Caucones

According to brief mentions by Herodotus and some other classical writers, the Caucones (or Kaukones) were an indigenous ("autochthonous") tribe of Anatolia (modern-day Turkey), who were displaced or absorbed by the immigant Bithynians, who were a group of clans from Thrace that spoke an Indo-European language. Thracian Bithynians also expelled or subdued the Mysians, and some minor tribes, the Mariandyni alone maintaining themselves in cultural independence, in the northeast of what became Bithynia. The Kaukones make the briefest appearance in the Iliad Book X, when the Trojan Dolon reveals the array of Trojan allies, ranged among their neighbors like a lesson in geography:
"Towards the sea lie the Carians, and Paionians of the bent bow, and the Leleges and Kaukones, and noble Pelasgians."

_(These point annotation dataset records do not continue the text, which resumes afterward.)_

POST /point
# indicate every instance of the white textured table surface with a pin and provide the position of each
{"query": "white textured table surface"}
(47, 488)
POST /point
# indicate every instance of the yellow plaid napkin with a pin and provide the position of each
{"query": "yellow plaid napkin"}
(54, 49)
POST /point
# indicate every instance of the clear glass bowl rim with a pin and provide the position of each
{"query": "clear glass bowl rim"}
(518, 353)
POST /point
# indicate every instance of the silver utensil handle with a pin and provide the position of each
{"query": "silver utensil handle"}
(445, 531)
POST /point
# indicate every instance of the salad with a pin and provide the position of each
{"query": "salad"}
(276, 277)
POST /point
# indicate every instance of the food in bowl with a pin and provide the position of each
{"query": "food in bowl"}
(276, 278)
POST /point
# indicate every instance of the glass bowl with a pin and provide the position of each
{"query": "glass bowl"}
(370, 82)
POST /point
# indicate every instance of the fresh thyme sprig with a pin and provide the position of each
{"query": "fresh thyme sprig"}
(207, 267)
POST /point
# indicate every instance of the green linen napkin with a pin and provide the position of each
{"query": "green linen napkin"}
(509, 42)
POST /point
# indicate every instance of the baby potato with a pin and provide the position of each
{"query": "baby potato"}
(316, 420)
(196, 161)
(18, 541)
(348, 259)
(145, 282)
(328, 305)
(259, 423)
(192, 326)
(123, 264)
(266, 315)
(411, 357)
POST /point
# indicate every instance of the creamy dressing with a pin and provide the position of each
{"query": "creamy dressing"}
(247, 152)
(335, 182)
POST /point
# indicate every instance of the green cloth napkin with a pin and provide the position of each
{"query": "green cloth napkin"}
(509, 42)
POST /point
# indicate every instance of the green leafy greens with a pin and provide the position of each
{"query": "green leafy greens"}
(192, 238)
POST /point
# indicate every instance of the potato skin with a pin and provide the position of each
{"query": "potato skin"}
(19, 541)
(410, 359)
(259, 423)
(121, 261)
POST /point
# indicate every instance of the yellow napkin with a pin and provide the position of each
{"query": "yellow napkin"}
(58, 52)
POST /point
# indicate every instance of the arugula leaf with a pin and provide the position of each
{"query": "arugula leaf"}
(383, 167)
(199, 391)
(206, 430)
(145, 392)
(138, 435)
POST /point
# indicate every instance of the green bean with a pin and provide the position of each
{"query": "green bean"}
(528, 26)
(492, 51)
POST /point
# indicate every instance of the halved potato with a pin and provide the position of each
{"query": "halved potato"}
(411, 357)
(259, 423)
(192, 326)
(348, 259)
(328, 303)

There are brief references in the Odyssey too. What kind of pre-Indo-European language the illiterate Caucones spoke is a ludibrium of opposing camps of modern-day linguists, who tend to allign themselves according to their modern ethnicities. In Greece itself, the Hellenes tended to lump all pre-Hellenic indigenes together as "Pelasgians". The Caucones are not to be confused with the Cicones (also mentioned in the Iliad and the Odyssey) who were a Thracian tribe on the south coast of Thrace.